Islam may have once been relevant but is now dated and archaic. The protests of Muslims throughout my homeland for the instalment of Sharia Law and their admittance to ignoring state laws infuriates and offends me. Should I protest Sharia Law I would be called a bigot and no doubt would be targeted for attack as a critic of Islam.

As a critic of Islam, the Qur'an, the Prophet Muhammed and Sharia I am subject to the penalty of death according to the Sharia. Thank Allah for freedom of speech, eh? Oh, and for heavens sake don't leave Islam after joining because apostasy is punishable by death. Wait, is the some kind of prison gang now, blood in - blood out type situation?

So that's my view on Islam - a totalitarian, backwards cult feed by a book of nonsense created by a child-raping, blood thirsty delusional and governed by laws which are based on belief without facts rather than logic and reason.

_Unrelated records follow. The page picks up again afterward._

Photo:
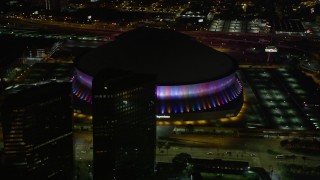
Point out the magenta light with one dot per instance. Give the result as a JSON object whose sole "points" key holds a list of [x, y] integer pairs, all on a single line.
{"points": [[184, 91]]}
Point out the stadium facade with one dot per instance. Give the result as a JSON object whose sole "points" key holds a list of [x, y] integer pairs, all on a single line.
{"points": [[194, 81]]}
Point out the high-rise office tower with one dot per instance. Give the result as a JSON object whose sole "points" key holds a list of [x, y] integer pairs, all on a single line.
{"points": [[123, 125], [37, 131]]}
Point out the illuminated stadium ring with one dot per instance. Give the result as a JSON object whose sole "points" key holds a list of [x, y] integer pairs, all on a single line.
{"points": [[191, 77]]}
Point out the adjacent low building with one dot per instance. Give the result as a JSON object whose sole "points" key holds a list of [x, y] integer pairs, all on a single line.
{"points": [[194, 81]]}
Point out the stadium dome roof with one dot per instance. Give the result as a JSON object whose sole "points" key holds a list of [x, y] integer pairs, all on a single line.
{"points": [[175, 58]]}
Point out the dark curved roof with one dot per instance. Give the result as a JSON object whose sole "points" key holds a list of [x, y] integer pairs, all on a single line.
{"points": [[175, 58]]}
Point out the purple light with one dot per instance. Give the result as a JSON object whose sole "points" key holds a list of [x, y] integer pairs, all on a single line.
{"points": [[177, 99], [193, 90]]}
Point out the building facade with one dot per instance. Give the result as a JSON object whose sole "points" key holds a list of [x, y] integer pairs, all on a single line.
{"points": [[37, 131], [123, 125]]}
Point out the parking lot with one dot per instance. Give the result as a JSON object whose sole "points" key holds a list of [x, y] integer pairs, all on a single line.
{"points": [[281, 95]]}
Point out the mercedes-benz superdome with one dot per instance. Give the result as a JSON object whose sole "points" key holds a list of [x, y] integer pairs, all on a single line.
{"points": [[194, 81]]}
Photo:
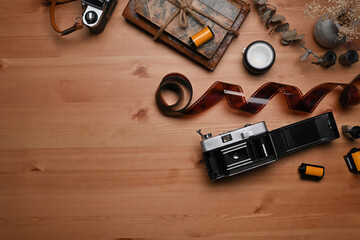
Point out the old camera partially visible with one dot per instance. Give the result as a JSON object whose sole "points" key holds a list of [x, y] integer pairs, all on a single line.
{"points": [[253, 146], [237, 151], [97, 13]]}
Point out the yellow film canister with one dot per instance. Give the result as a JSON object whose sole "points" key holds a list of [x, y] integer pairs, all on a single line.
{"points": [[352, 160], [311, 172], [201, 37]]}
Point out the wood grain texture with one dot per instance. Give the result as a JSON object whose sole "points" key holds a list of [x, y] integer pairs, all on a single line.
{"points": [[85, 153]]}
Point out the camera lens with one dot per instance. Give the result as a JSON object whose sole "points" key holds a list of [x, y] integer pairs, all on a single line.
{"points": [[91, 17]]}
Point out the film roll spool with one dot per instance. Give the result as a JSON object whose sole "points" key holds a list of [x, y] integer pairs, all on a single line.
{"points": [[311, 172], [201, 37]]}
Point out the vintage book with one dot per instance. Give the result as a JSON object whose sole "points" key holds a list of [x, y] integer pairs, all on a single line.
{"points": [[160, 11], [237, 17]]}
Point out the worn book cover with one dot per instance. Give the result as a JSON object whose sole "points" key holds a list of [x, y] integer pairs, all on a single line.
{"points": [[132, 16], [160, 11]]}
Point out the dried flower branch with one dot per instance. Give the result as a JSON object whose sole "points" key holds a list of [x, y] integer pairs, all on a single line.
{"points": [[344, 13], [276, 23]]}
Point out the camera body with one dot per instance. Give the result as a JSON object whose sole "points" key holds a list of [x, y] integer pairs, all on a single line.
{"points": [[253, 146], [97, 13]]}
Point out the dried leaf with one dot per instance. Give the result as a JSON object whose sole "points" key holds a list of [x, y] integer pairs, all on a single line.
{"points": [[261, 10], [266, 15], [275, 20], [273, 12], [282, 27], [305, 56], [289, 35]]}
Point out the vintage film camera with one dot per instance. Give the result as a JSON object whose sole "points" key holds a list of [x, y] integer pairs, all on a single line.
{"points": [[253, 146], [97, 13]]}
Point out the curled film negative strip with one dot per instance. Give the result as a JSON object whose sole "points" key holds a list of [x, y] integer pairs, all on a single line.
{"points": [[181, 86]]}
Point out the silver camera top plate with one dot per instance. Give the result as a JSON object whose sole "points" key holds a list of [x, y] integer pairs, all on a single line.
{"points": [[234, 136]]}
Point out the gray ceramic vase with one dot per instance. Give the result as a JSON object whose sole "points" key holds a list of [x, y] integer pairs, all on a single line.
{"points": [[326, 33]]}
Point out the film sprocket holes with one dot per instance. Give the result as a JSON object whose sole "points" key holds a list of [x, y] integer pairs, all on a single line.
{"points": [[253, 146], [97, 13]]}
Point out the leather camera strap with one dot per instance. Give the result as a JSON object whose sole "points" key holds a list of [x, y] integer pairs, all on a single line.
{"points": [[179, 84], [78, 22]]}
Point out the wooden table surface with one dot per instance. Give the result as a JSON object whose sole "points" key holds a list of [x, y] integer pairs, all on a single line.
{"points": [[86, 154]]}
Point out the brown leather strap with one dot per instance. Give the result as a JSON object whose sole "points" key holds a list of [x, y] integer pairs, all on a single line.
{"points": [[180, 85], [77, 25]]}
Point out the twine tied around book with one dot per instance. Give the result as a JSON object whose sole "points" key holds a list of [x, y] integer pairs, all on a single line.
{"points": [[185, 8]]}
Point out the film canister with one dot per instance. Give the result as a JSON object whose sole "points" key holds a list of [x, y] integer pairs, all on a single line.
{"points": [[311, 172], [201, 37], [351, 132], [352, 160], [349, 58], [259, 56]]}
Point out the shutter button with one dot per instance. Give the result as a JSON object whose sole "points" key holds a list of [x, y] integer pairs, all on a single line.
{"points": [[91, 17]]}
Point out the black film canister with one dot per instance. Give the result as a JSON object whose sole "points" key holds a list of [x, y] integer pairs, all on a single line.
{"points": [[349, 58], [329, 59], [311, 172]]}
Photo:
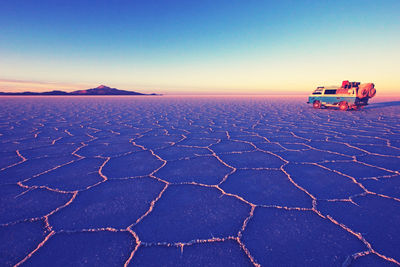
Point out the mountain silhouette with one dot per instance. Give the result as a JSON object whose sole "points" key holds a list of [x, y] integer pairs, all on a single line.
{"points": [[100, 90]]}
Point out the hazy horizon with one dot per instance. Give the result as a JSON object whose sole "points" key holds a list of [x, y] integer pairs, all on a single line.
{"points": [[180, 47]]}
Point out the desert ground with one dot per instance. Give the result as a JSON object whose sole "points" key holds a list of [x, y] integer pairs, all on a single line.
{"points": [[198, 181]]}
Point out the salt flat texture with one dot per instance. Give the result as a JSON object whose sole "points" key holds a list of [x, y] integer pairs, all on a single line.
{"points": [[184, 181]]}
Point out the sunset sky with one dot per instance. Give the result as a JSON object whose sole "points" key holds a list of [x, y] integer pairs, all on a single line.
{"points": [[172, 46]]}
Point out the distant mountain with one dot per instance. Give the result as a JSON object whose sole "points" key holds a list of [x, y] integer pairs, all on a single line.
{"points": [[100, 90]]}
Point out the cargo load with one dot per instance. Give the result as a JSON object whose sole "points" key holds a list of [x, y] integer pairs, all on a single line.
{"points": [[350, 95]]}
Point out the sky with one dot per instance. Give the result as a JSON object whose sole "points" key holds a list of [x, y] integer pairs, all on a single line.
{"points": [[185, 47]]}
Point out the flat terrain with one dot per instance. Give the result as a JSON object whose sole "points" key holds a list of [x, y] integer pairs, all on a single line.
{"points": [[179, 181]]}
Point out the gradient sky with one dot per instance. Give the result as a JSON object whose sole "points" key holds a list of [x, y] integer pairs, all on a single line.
{"points": [[203, 46]]}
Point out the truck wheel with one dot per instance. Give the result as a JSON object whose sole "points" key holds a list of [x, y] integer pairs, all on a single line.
{"points": [[343, 106], [317, 104]]}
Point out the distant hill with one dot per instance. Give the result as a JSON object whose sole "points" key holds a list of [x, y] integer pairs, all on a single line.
{"points": [[100, 90]]}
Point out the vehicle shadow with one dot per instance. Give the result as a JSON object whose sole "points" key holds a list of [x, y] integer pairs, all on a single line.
{"points": [[383, 104]]}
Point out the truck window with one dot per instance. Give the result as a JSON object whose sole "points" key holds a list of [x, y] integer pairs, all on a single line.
{"points": [[330, 92]]}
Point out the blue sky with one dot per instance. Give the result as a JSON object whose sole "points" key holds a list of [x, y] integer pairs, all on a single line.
{"points": [[198, 46]]}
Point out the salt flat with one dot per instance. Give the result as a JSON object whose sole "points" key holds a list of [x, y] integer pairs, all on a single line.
{"points": [[207, 181]]}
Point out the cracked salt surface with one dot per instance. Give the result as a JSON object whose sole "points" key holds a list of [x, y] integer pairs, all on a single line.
{"points": [[169, 181]]}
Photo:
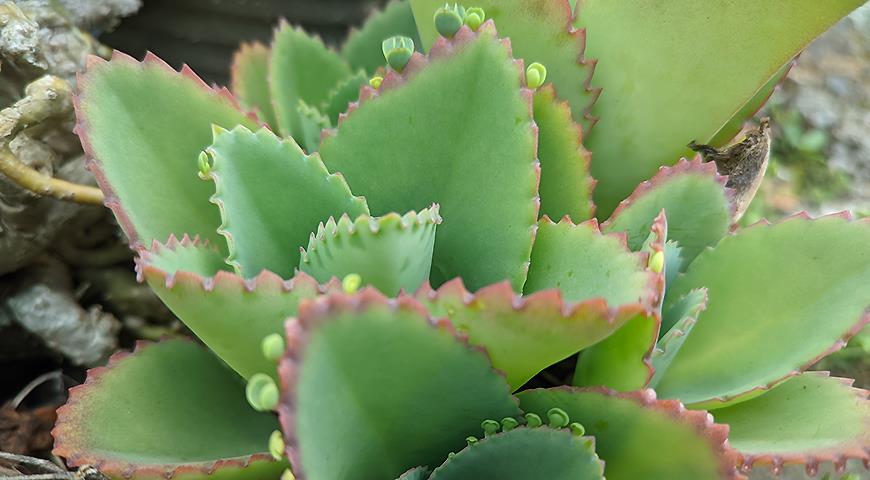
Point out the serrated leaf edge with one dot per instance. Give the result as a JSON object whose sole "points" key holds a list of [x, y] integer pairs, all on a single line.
{"points": [[81, 128], [75, 456], [311, 315]]}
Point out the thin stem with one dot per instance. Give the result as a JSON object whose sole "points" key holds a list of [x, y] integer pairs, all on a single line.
{"points": [[40, 184], [44, 465]]}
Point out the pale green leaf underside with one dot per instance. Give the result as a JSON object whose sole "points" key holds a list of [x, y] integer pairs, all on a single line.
{"points": [[271, 197], [635, 440], [458, 133], [166, 406], [810, 415], [382, 391], [363, 47], [145, 125], [390, 253], [250, 80], [584, 264], [301, 68], [524, 336], [223, 311], [680, 70], [525, 453], [768, 286]]}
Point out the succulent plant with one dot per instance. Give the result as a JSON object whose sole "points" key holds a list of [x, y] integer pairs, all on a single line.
{"points": [[426, 291]]}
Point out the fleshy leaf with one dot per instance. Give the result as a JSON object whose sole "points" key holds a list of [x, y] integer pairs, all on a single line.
{"points": [[340, 98], [391, 253], [769, 285], [143, 145], [733, 127], [311, 124], [810, 419], [680, 318], [694, 198], [622, 360], [363, 47], [229, 314], [524, 453], [256, 174], [249, 75], [525, 334], [431, 136], [167, 410], [583, 264], [301, 68], [541, 32], [638, 436], [679, 71], [566, 187], [381, 387], [416, 473]]}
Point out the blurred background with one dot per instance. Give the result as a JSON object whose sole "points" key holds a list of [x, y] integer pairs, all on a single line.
{"points": [[68, 294]]}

I'll end with a quote from Lawrence M. Krass:

"Keeping religion immune from criticism is both unwarranted and dangerous"
 
@W3HS So, when taken to the face value, just like Christianity then?

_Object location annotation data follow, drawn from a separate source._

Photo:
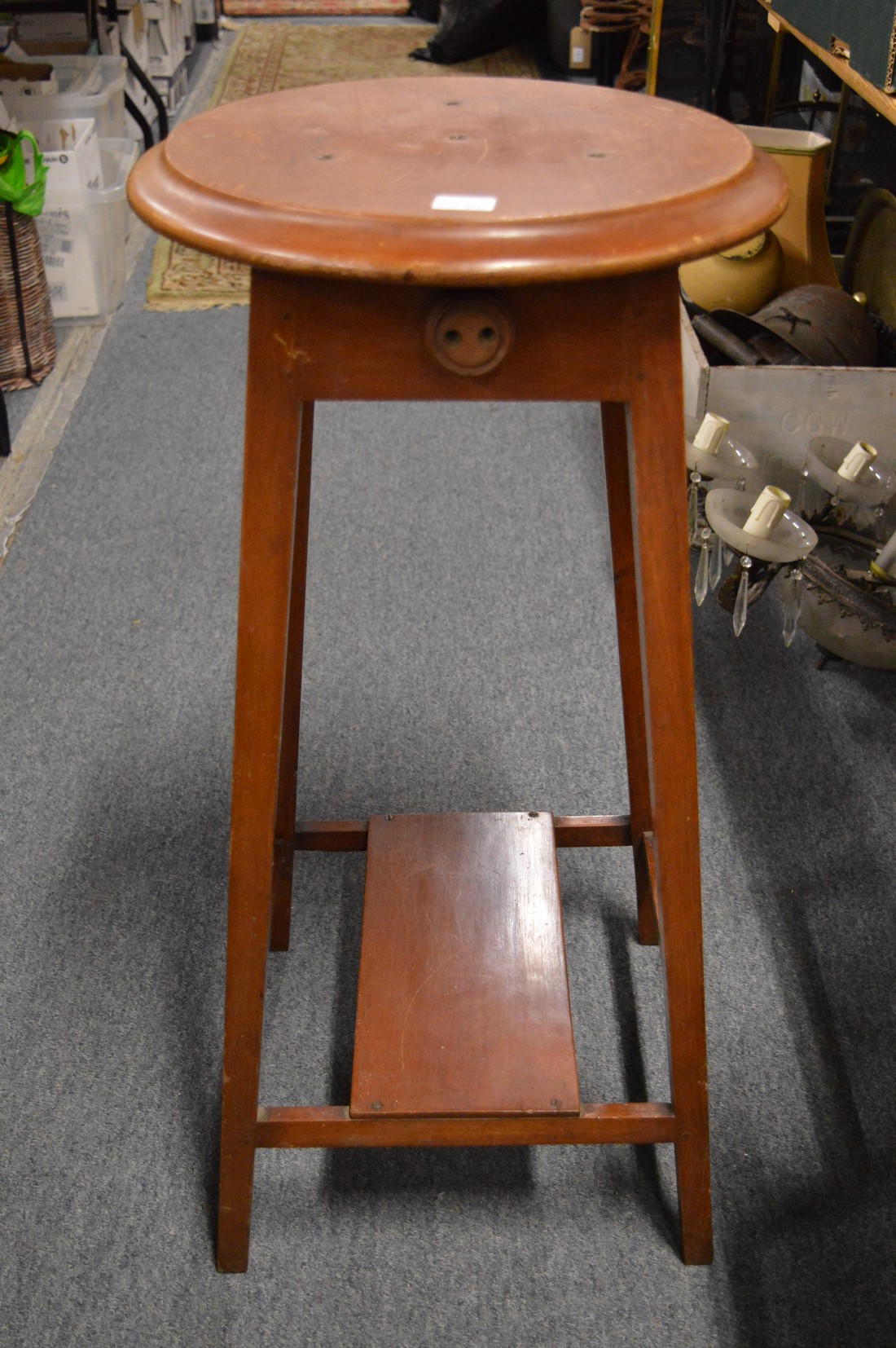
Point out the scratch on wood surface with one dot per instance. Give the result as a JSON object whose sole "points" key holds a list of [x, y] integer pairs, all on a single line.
{"points": [[294, 354]]}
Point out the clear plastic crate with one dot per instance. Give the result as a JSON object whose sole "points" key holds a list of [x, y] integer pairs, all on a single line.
{"points": [[90, 86], [82, 240]]}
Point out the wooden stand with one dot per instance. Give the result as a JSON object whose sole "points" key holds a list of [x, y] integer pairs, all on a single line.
{"points": [[463, 1033]]}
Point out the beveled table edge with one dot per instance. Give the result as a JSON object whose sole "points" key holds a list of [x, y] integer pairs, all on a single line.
{"points": [[455, 253]]}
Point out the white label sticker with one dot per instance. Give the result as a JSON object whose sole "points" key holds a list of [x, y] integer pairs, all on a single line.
{"points": [[446, 202]]}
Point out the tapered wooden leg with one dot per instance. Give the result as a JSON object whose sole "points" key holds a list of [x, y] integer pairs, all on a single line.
{"points": [[662, 550], [613, 421], [270, 488], [284, 836]]}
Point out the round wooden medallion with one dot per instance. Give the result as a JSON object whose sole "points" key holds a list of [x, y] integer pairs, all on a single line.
{"points": [[469, 336]]}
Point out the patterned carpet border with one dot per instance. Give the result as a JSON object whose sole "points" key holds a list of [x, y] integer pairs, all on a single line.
{"points": [[294, 8], [269, 57]]}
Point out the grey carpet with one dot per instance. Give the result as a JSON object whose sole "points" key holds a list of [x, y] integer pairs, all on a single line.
{"points": [[476, 540]]}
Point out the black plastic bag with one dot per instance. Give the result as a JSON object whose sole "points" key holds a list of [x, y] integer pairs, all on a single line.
{"points": [[473, 27]]}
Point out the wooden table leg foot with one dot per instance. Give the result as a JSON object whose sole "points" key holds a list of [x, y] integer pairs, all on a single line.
{"points": [[269, 647], [657, 469]]}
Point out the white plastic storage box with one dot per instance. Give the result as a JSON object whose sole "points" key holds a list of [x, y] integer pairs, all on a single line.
{"points": [[82, 240], [88, 86], [70, 152]]}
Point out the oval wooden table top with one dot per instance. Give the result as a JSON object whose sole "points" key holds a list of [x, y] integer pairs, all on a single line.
{"points": [[457, 181]]}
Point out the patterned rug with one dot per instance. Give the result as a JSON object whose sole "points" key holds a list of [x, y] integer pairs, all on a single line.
{"points": [[266, 58], [266, 8]]}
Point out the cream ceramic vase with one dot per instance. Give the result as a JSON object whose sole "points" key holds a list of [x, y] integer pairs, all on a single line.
{"points": [[743, 278], [802, 232]]}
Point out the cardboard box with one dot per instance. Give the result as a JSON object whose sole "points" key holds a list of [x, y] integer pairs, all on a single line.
{"points": [[782, 407], [43, 34], [82, 240], [165, 37]]}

I wasn't here to compare Islam and Christianity, I was here to offer my view of Islam as somebody who has read the Qur'an and lived in many multicultural societies.

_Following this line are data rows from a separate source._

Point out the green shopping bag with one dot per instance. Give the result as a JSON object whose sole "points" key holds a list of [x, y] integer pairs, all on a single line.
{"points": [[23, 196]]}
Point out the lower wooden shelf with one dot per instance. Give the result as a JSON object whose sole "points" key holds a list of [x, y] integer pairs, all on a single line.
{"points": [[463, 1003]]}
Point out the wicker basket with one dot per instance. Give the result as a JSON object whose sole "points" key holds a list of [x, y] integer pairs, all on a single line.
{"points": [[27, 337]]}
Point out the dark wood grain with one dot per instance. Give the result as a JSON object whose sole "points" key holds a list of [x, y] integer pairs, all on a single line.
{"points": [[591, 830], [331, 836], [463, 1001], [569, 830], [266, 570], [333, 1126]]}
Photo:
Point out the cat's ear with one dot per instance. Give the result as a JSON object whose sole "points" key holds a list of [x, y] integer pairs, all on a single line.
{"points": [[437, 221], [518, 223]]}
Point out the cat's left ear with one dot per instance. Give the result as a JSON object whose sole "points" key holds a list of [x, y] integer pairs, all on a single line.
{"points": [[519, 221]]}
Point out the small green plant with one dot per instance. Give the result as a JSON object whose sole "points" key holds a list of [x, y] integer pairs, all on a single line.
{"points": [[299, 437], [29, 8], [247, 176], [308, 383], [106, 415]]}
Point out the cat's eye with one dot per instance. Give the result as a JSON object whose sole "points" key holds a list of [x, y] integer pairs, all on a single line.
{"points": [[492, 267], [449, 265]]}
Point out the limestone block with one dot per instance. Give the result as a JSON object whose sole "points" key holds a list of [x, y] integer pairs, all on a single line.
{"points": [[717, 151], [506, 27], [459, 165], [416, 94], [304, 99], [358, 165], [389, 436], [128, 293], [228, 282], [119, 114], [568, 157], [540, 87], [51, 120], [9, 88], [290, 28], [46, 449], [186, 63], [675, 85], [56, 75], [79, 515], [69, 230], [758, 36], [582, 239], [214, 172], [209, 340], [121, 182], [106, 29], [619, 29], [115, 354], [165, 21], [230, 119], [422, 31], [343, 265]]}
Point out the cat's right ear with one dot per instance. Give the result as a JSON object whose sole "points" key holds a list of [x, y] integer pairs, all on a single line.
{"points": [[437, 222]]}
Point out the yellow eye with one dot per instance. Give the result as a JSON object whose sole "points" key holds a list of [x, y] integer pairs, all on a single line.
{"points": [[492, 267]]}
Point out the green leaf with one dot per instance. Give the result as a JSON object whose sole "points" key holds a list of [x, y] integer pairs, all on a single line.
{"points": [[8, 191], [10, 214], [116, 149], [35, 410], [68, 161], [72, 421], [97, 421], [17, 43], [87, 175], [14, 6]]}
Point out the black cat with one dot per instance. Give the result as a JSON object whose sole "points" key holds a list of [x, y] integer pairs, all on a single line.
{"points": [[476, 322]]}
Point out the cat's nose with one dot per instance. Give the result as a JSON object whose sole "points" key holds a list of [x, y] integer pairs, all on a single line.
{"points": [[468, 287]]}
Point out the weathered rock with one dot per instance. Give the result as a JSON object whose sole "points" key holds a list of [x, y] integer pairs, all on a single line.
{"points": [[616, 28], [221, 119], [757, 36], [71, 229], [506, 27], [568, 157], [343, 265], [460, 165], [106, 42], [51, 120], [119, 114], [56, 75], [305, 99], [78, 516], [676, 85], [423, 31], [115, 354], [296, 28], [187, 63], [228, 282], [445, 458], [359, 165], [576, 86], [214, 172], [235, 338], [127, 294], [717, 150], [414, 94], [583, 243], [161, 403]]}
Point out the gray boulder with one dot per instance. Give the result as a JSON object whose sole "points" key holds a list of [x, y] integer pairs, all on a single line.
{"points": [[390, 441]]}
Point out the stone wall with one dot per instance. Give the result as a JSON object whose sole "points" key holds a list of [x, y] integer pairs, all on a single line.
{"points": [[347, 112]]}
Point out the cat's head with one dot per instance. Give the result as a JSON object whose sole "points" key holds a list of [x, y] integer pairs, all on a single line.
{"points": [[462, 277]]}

I think Christianity is as much of a sham and even less historically accurate that the Qur'an but at least the new testament's teachings of Jesus are fairly peaceful. While I consider the Bibile to be dangerous in the wrong hands I consider the Qur'an to be even more dangerous even in the hands of people who would otherwise not be dangerous if it wasn't for the views that they hold derived from Qur'anic teachings.
 
illiterate
And it was at this point that I stopped reading. I might be slightly off on the date, but Islam was founded in the seventh century. Very few people were literate then, so it's kind of hard to call it a criticism.
 
And it was at this point that I stopped reading. I might be slightly off on the date, but Islam was founded in the seventh century. Very few people were literate then, so it's kind of hard to call it a criticism.
Don't see it as criticism, but as merely an observation. Please continue reading. It's a pretty good read.
 
It's not a criticism, it's a fact that points towards the likely lack of education of the Prophet Muhammed.
Again, almost everyone was illiterate then. It wasn't until the invention of the printing press that "literacy" became a thing.
 
I don't know when girls started menstruating 1400 years ago but these days that is one hell of statutory rape case you've got yourself. 3 months after the start of menstruation (typically 12-13) makes the girl still a child by most modern standards. What is this filth? But, I digress, it's only my opinion that having sex with a 12 year old is wrong.

That's not a convention peculiar to Islam though. Even in Britain it wasn't unusual for people to be married at around 8 or nine. That would mean they still had twenty years of life to enjoy their marriage.
 
That's not a convention peculiar to Islam though. Even in Britain it wasn't unusual for people to be married at around 8 or nine. That would mean they still had twenty years of life to enjoy their marriage.

indeed. It's a practice which still exists throughout the world in certain places, exercised by more than just Islam. It doesn't make it right by modern, civilized standards and has no place in the modern, civilized world but the implementation of Sharia could make this practise more common.